Benchmarks

Benchmarks are not built by default, as some of them contain large automata that take considerable time to compile with GCC or Clang. To enable them, configure with --enable-benchmarks (Autotools) or -DRE2C_BUILD_BENCHMARKS=yes (CMake). There are a few different groups of benchmarks.

Submatch extraction in lexer generators:

$ cd ${BUILD_DIR}/benchmarks/submatch_dfa_aot
$ ./run.py --repetitions ${REP_COUNT} --output=results.json

Submatch extraction in library algorithms based on deterministic automata:

$ cd ${BUILD_DIR}/benchmarks/submatch_dfa_jit
$ ./bench_submatch_dfa_jit --benchmark_out_format=json --benchmark_out=results.json

Submatch extraction in library algorithms based on non-deterministic automata:

$ cd ${BUILD_DIR}/benchmarks/submatch_nfa
$ ./bench_submatch_nfa --benchmark_out_format=json --benchmark_out=results.json

To generate a TeX bar chart (PGF plot) from the JSON output, use json2pgfplot.py script. It has a few options, such as --relative-to <algo> (which scales the timings relative to the specified algorithm) and --font <name> (which specifies the font to be used). The generated TeX file can be compiled to PDF, which can be further converted to SVG, etc.

$ ${SOURCE_DIR}/benchmarks/json2pgfplot.py --variant <dfa_aot | dfa_jit | nfa> results.json results.tex
$ pdflatex results.tex </dev/null >results.log
$ pdf2svg results.pdf results.svg

Submatch (lexer generators)

These benchmarks contain regular expressions with submatch markers that are compiled to C code by a lexer generator, and further compiled to native code by a C compiler (GCC and Clang). Compilation happens ahead of time, so it is not included in the run time. The currently supported generators are ragel, kleenex and re2c TDFA(0), TDFA(1) and sta-DFA algorithms (no flex, as it does not support submatch extraction).
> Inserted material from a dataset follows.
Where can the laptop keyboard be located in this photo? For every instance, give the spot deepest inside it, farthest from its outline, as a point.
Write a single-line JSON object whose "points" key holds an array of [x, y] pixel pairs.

Regular expressions used in the benchmarks can be divided in two categories:

  • real-world regular expressions (parsers for HTTP message headers, URI, email addresses, etc.) ranging from large to small, mostly unambiguous

  • artificial regular expressions (a few different groups with emphasis on alternative, concatenation or repetition) in series of increasing complexity and ambiguity

The generated programs do string rewriting. They read text from stdin and write it to stdout with some characters inserted at the points of submatch extraction (this is to make sure that the generated program is correct). String rewriting is a form dictated by kleenex, as it is suited to this task and cannot generate free-form programs as ragel and re2c do. Both ragel and re2c programs are written with performance in mind and use buffered input. As for kleenex, there is no control over what it generates (user input consists of regular expressions only), but presumably it also optimizes the generated code.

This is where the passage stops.